Lebih dari 70 persen kematian dilaporkan berasal dari Dhaka, di mana jalanan dipenuhi dengan sisa-sisa ribuan peluru gas air mata, granat suara, peluru senapan, peluru karet, dan pecahan batu.

Selain dua polisi dan dua pendukung partai penguasa, semua korban jiwa adalah mahasiswa atau orang biasa.

“Kami melawan peluru dengan pecahan batu,” kata Habib, yang bergabung dalam protes di daerah Mohammadpur Dhaka pada hari Selasa. “Tidak hanya polisi, tetapi juga orang dari partai penguasa [Liga Awami] yang mengenakan helm dan menembakkan peluru langsung ke arah kami.”

MEMBACA  2 Saham Properti Teratas yang Bisa Runtuh Bulan Ini.
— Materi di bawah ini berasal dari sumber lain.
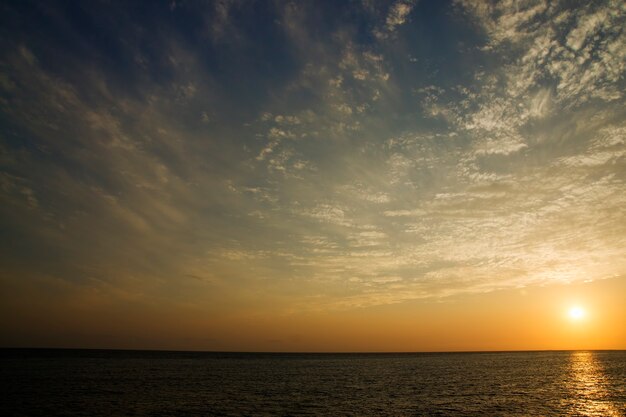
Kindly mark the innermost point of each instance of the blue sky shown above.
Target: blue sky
(309, 155)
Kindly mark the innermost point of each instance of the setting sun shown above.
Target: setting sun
(576, 313)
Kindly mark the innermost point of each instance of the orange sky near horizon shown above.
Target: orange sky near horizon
(347, 175)
(515, 319)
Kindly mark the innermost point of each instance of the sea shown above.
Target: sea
(50, 382)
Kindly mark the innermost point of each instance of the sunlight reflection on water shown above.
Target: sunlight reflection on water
(588, 386)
Pada hari Minggu, orang tua Habib mencegahnya keluar di tengah jam malam dan perintah tembak-di-tempat. Sementara itu, teman dekatnya sedang dirawat di rumah sakit setempat setelah mengalami luka parah dalam kekerasan.

“Apa yang akan saya lakukan dengan reformasi kuota sekarang? Pemerintah ini telah menggunakan begitu banyak kekerasan untuk menekan kami. Kami menginginkan keadilan untuk saudara dan saudari kami yang telah gugur,” kata Habib kepada Al Jazeera.
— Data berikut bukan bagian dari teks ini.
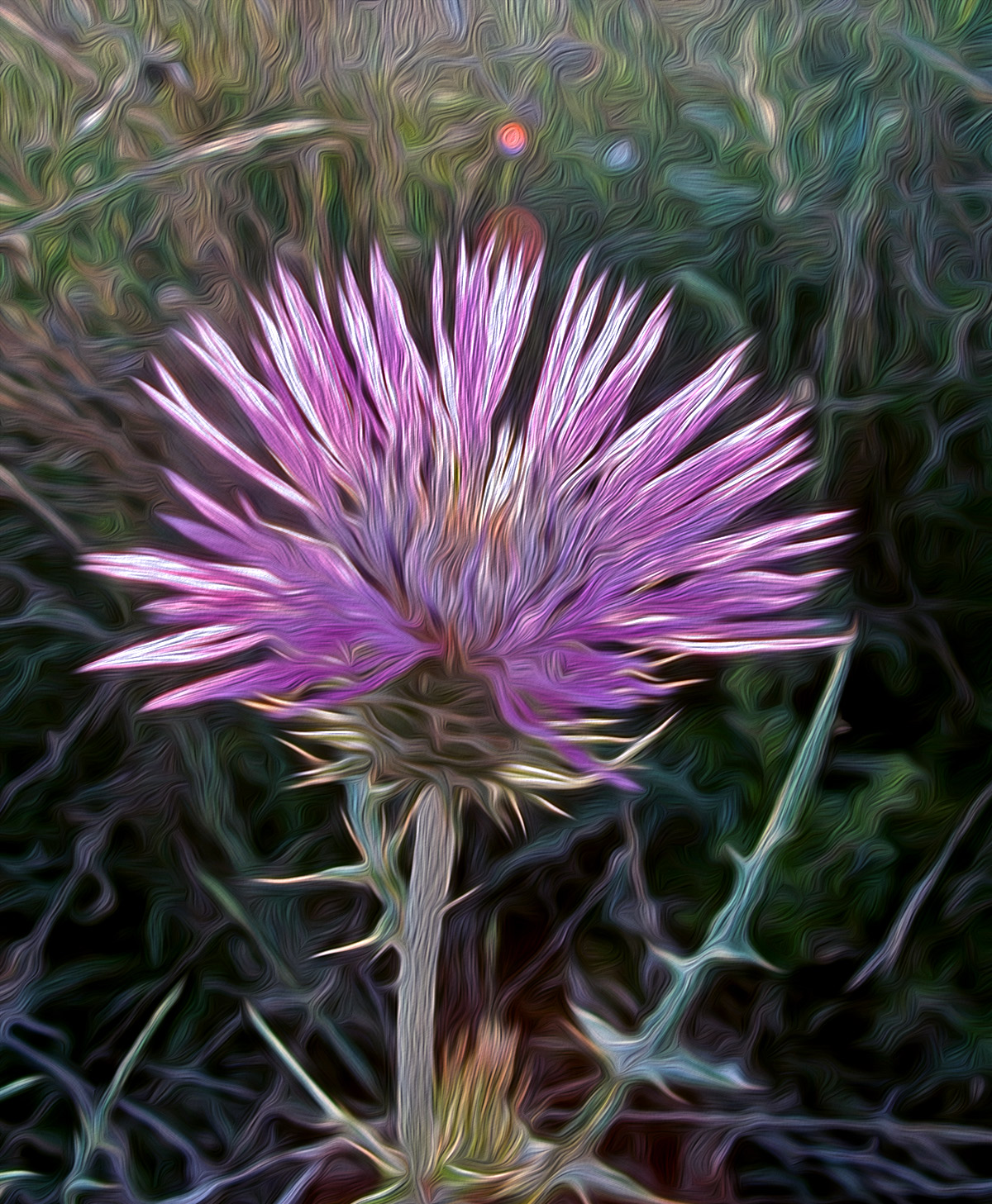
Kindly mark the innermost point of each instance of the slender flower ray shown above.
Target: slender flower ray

Pemimpin mahasiswa juga menuntut permintaan maaf dari Perdana Menteri Sheikh Hasina, yang awalnya membela kuota untuk veteran dan pejabat partainya yang menyebut para pengunjuk rasa sebagai “anti-nasional”.

Pengunjuk rasa telah menyebut Hasina, yang berkuasa sejak 2009, sebagai “otokrat”. Pemilihan terakhir (2019 dan 2024) telah dicemari oleh kecurangan suara, ketidakberesan luas, dan boikot oposisi.
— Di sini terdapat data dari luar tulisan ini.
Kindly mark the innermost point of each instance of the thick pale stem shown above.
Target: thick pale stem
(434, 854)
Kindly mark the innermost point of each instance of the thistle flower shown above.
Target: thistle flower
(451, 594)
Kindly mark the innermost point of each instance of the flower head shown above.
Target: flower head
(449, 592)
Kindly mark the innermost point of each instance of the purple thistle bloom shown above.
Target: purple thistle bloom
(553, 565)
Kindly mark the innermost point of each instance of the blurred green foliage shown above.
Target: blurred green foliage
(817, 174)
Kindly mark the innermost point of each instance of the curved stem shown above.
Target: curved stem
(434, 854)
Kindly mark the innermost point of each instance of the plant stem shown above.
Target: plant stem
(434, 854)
“Tentu saja, reformasi kuota saja tidak cukup sekarang,” kata Asif Nazrul, seorang profesor hukum di Universitas Dhaka, kepada Al Jazeera. “Begitu banyak mahasiswa dan orang biasa telah meninggal dalam protes kekerasan ini, yang jelas dihasut oleh pemerintah pada awalnya. Seseorang harus bertanggung jawab atas tragedi ini.”

Jam malam dan penindasan

Saat kekerasan meningkat, pemerintah memberlakukan jam malam mulai dari Jumat tengah malam untuk jangka waktu yang tidak ditentukan, dengan celah-celah terputus dua jam agar orang bisa menyiapkan kebutuhan pokok.

Pemerintah juga mendeploy tentara untuk mencegah kekerasan agar tidak meluas di tengah tuduhan penggunaan kekuatan berlebih oleh polisi terhadap para pengunjuk rasa. Prajurit terlihat patroli di berbagai titik kota dan distrik lain pada hari Sabtu.

Namun, menantang jam malam, ribuan pengunjuk rasa, baik mahasiswa maupun bukan mahasiswa, turun ke jalan pada hari Sabtu dengan prosesi, memblokir jalan dan jalan raya, serta membakar ban dan papan kayu di seluruh negeri dan di berbagai bagian ibu kota.

MEMBACA  Keluarga Ukraina Tetap Berharap Anaknya Akan Dilepaskan oleh Rusia

Asap membubung dari pinggiran selatan Dhaka saat protes meningkat [Anik Rahman/AFP]

Rezaul Karim Rony, seorang jurnalis dan editor majalah bulanan Joban, mengatakan kepada Al Jazeera bahwa mayoritas pengunjuk rasa dari daerah tempat tinggalnya di Dhaka adalah bukan mahasiswa.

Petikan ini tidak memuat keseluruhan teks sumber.